STING synergizes with TOX suppressing HO-1 expression to trigger ferroptosis in tumor-infiltrating CD8+ T cell and immunotherapy resistance
Multi-omic Study of Cutaneous T-Cell Lymphoma Reveals Single Cell Clonal Evolution in Progression and Therapy Resistance
Cutaneous T-cell lymphoma (CTCL) remains a challenging disease due to its significant heterogeneity, therapy resistance, and relentless progression. Multi-omics technologies offer the potential to provide uniquely precise views of disease progression and response to therapy. We present here a comprehensive multi-omics view of CTCL clonal evolution, incorporating exome, whole genome, epigenome, bulk, single cell (sc) TCR, and scRNA sequencing of 99 clinically annotated serial skin, peripheral blood, and lymph node samples from 34 CTCL patients. We leveraged this extensive dataset to define the molecular underpinnings of CTCL progression in individual patients at single cell resolution with the goal of identifying clinically useful biomarkers and therapeutic targets.

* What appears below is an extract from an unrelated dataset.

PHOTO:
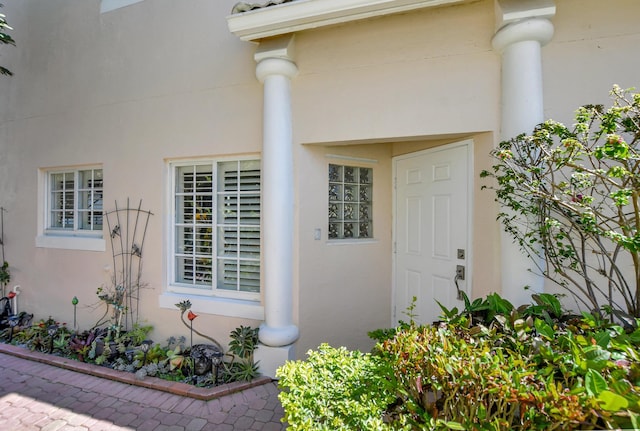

Our studies identified recurrent progression-associated clonal genomic alterations; we highlight mutation of CCR4, PI3K signaling, and PD-1 checkpoint pathways as evasion tactics deployed by malignant T-cells. We identified a gain of function mutation in STAT3 (D661Y) and demonstrated by CUT&RUN- and RNA-seq that it enhances binding to and transcription of genes in Rho GTPase pathways. With our previous work implicating this pathway in HDACi-resistant CTCL, these data provide further support for a previously unrecognized role for Rho GTPase pathway dysregulation in CTCL progression. Recurrent progression-associated mutations were common in the epigenetic modifier EZH2, suggesting that EZH2 inhibition may benefit patients with CTCL. Our findings support an approach in which genomic analysis is widely utilized for improved disease monitoring, biomarker-informed clinical trial design, and genome-guided therapeutic decision making. Moreover, these molecular changes present new opportunities for therapeutic targeting in this challenging and incurable cancer.